La pensée experte : pour une réponse rapide
La pensée experte s’appuie sur des années de pratique et une maîtrise approfondie d’un domaine. L’expert reconnaît rapidement des schémas familiers et agit avec efficacité, en mobilisant des raccourcis mentaux qui échappent au novice.
Dans les entreprises, c’est ce que l’on valorise au quotidien : la capacité d’un professionnel à livrer des résultats rapides et fiables dans son domaine. Mais attention : être expert en un domaine ne signifie pas l’être dans un autre, et ce type de pensée atteint vite ses limites face à des problèmes nouveaux ou ambigus.
Quand l’utiliser ? Lorsqu’un problème nécessite une réponse rapide, fondée sur des règles bien établies.
La pensée critique : remettre en question les évidences
La pensée critique consiste à mettre sur pause le pilotage automatique de la pensée experte pour remettre en question les hypothèses sous-jacentes. Elle pousse à interroger la qualité et la validité des informations, à adopter d’autres perspectives et à reformuler les problèmes. L’une de ses techniques les plus puissantes : le reframing, ou recadrage, consiste à s’assurer que l’on répond au bon enjeu. Par exemple, plutôt que d’ajouter des routes pour désengorger la circulation, on peut se demander comment réduire le nombre de voitures.

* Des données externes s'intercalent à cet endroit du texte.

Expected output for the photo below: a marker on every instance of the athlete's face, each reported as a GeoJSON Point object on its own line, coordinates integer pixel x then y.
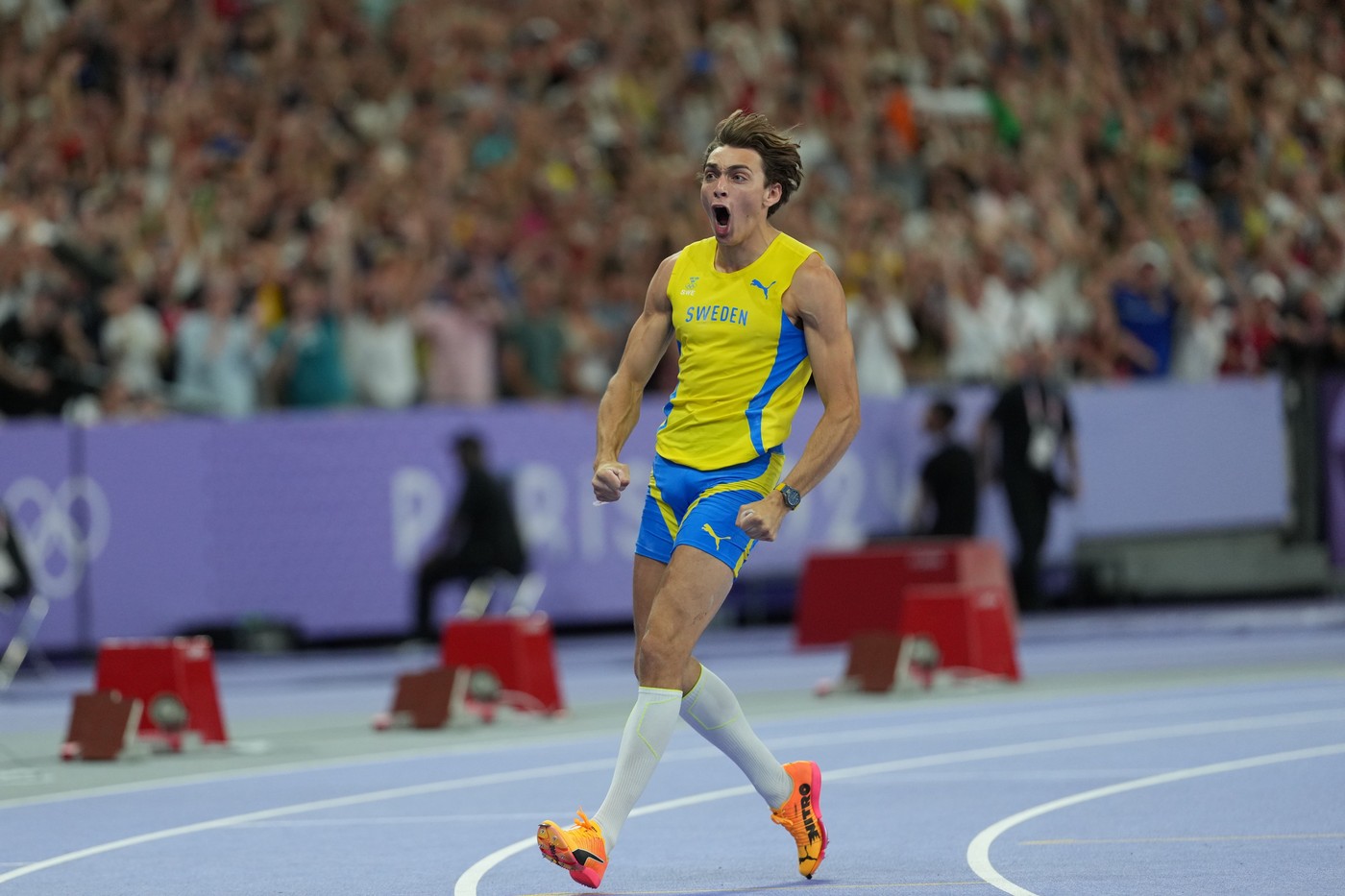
{"type": "Point", "coordinates": [735, 194]}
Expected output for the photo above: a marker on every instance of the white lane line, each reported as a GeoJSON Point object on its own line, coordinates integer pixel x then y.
{"type": "Point", "coordinates": [513, 777]}
{"type": "Point", "coordinates": [1192, 838]}
{"type": "Point", "coordinates": [470, 880]}
{"type": "Point", "coordinates": [908, 731]}
{"type": "Point", "coordinates": [266, 814]}
{"type": "Point", "coordinates": [978, 853]}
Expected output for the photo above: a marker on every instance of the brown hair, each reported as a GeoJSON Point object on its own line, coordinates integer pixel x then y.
{"type": "Point", "coordinates": [779, 154]}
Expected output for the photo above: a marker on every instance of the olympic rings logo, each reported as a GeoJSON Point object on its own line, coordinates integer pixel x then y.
{"type": "Point", "coordinates": [62, 530]}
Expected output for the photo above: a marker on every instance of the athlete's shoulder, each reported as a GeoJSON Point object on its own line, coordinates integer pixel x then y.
{"type": "Point", "coordinates": [796, 248]}
{"type": "Point", "coordinates": [816, 287]}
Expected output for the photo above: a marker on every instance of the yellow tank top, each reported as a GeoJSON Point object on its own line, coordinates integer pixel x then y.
{"type": "Point", "coordinates": [742, 363]}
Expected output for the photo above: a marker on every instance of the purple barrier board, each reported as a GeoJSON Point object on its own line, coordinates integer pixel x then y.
{"type": "Point", "coordinates": [62, 520]}
{"type": "Point", "coordinates": [319, 519]}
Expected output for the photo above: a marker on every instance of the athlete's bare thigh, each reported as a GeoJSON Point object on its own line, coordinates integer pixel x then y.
{"type": "Point", "coordinates": [672, 607]}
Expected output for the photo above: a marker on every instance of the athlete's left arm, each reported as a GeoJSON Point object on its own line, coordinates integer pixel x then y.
{"type": "Point", "coordinates": [817, 302]}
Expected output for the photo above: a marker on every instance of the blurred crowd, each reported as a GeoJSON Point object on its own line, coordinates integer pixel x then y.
{"type": "Point", "coordinates": [217, 206]}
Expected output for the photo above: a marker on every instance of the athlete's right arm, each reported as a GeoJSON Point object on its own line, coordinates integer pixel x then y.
{"type": "Point", "coordinates": [621, 406]}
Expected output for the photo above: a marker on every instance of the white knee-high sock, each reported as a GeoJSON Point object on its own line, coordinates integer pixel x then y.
{"type": "Point", "coordinates": [643, 741]}
{"type": "Point", "coordinates": [712, 709]}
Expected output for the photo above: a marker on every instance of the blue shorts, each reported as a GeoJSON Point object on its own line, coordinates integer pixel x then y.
{"type": "Point", "coordinates": [699, 507]}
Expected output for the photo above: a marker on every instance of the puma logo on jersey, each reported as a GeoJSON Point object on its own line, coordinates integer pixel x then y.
{"type": "Point", "coordinates": [764, 288]}
{"type": "Point", "coordinates": [717, 539]}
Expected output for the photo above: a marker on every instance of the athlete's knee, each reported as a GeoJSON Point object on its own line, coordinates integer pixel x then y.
{"type": "Point", "coordinates": [659, 662]}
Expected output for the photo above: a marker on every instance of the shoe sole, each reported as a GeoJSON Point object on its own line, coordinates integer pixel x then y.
{"type": "Point", "coordinates": [551, 842]}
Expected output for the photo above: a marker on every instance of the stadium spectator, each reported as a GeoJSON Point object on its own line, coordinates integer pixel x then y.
{"type": "Point", "coordinates": [44, 358]}
{"type": "Point", "coordinates": [947, 498]}
{"type": "Point", "coordinates": [884, 336]}
{"type": "Point", "coordinates": [219, 352]}
{"type": "Point", "coordinates": [379, 346]}
{"type": "Point", "coordinates": [490, 137]}
{"type": "Point", "coordinates": [306, 369]}
{"type": "Point", "coordinates": [460, 328]}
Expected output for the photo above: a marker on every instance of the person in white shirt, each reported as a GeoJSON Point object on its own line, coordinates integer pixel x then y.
{"type": "Point", "coordinates": [134, 342]}
{"type": "Point", "coordinates": [884, 335]}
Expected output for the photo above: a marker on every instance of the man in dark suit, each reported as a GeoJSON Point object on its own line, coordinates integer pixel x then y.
{"type": "Point", "coordinates": [480, 537]}
{"type": "Point", "coordinates": [947, 503]}
{"type": "Point", "coordinates": [1035, 429]}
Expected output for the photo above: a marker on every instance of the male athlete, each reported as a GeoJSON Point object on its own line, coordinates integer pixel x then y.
{"type": "Point", "coordinates": [755, 314]}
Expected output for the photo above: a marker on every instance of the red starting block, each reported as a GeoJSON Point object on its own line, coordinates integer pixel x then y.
{"type": "Point", "coordinates": [518, 650]}
{"type": "Point", "coordinates": [423, 700]}
{"type": "Point", "coordinates": [972, 626]}
{"type": "Point", "coordinates": [174, 678]}
{"type": "Point", "coordinates": [103, 725]}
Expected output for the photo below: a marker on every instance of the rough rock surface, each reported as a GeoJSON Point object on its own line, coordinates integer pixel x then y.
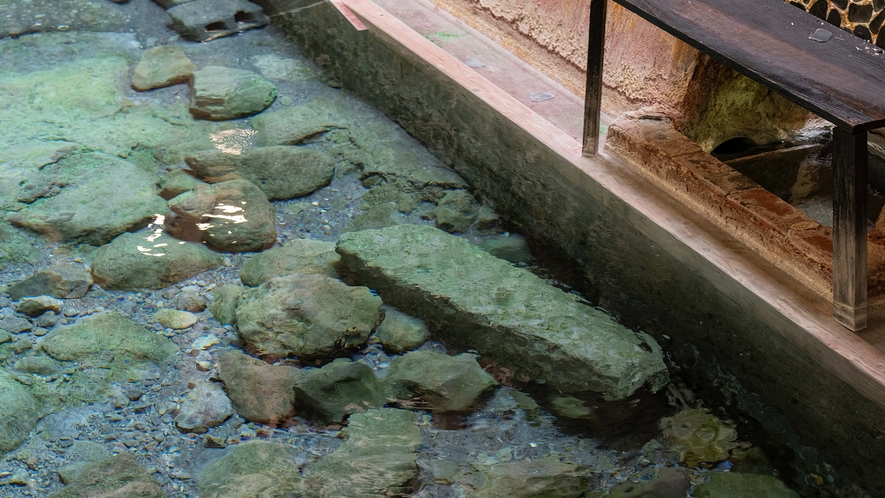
{"type": "Point", "coordinates": [92, 206]}
{"type": "Point", "coordinates": [698, 436]}
{"type": "Point", "coordinates": [220, 93]}
{"type": "Point", "coordinates": [437, 382]}
{"type": "Point", "coordinates": [400, 332]}
{"type": "Point", "coordinates": [507, 314]}
{"type": "Point", "coordinates": [231, 216]}
{"type": "Point", "coordinates": [281, 172]}
{"type": "Point", "coordinates": [206, 406]}
{"type": "Point", "coordinates": [117, 477]}
{"type": "Point", "coordinates": [162, 66]}
{"type": "Point", "coordinates": [377, 457]}
{"type": "Point", "coordinates": [259, 392]}
{"type": "Point", "coordinates": [19, 412]}
{"type": "Point", "coordinates": [308, 316]}
{"type": "Point", "coordinates": [253, 469]}
{"type": "Point", "coordinates": [339, 389]}
{"type": "Point", "coordinates": [307, 256]}
{"type": "Point", "coordinates": [61, 281]}
{"type": "Point", "coordinates": [132, 261]}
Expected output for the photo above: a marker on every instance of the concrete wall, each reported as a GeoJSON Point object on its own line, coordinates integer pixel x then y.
{"type": "Point", "coordinates": [726, 341]}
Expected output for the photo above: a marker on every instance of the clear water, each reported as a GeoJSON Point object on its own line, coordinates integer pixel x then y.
{"type": "Point", "coordinates": [66, 94]}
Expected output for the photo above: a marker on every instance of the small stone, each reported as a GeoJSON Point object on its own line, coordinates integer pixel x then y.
{"type": "Point", "coordinates": [175, 319]}
{"type": "Point", "coordinates": [161, 66]}
{"type": "Point", "coordinates": [36, 306]}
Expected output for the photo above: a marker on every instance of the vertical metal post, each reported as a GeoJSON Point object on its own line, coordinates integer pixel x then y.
{"type": "Point", "coordinates": [593, 93]}
{"type": "Point", "coordinates": [850, 229]}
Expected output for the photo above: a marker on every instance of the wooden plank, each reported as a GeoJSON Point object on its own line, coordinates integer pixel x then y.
{"type": "Point", "coordinates": [593, 92]}
{"type": "Point", "coordinates": [850, 229]}
{"type": "Point", "coordinates": [801, 320]}
{"type": "Point", "coordinates": [840, 79]}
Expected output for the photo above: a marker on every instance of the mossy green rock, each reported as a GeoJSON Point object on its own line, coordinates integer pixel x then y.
{"type": "Point", "coordinates": [548, 477]}
{"type": "Point", "coordinates": [253, 469]}
{"type": "Point", "coordinates": [117, 477]}
{"type": "Point", "coordinates": [150, 259]}
{"type": "Point", "coordinates": [281, 172]}
{"type": "Point", "coordinates": [376, 459]}
{"type": "Point", "coordinates": [339, 389]}
{"type": "Point", "coordinates": [305, 256]}
{"type": "Point", "coordinates": [734, 485]}
{"type": "Point", "coordinates": [308, 316]}
{"type": "Point", "coordinates": [400, 332]}
{"type": "Point", "coordinates": [510, 316]}
{"type": "Point", "coordinates": [19, 412]}
{"type": "Point", "coordinates": [219, 93]}
{"type": "Point", "coordinates": [92, 338]}
{"type": "Point", "coordinates": [442, 383]}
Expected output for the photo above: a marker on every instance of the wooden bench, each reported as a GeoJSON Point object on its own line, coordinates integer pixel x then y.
{"type": "Point", "coordinates": [830, 72]}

Quand l’utiliser ? Quand les solutions classiques échouent, que les symptômes d’un problème reviennent, ou que les experts sont en désaccord.
La pensée stratégique : pour les décisions importantes
Souvent confondue avec la rigueur analytique, la pensée stratégique est avant tout une pensée imaginative. Elle invite à explorer le « et si… », à envisager les conséquences à long terme, et à se projeter dans l’avenir de son organisation ou de son secteur. C’est la capacité à anticiper les mutations et à façonner l’avenir plutôt qu’à le subir.
Quand l’utiliser ? Lorsqu’il s’agit de prendre des décisions importantes ou de redéfinir son positionnement à long terme.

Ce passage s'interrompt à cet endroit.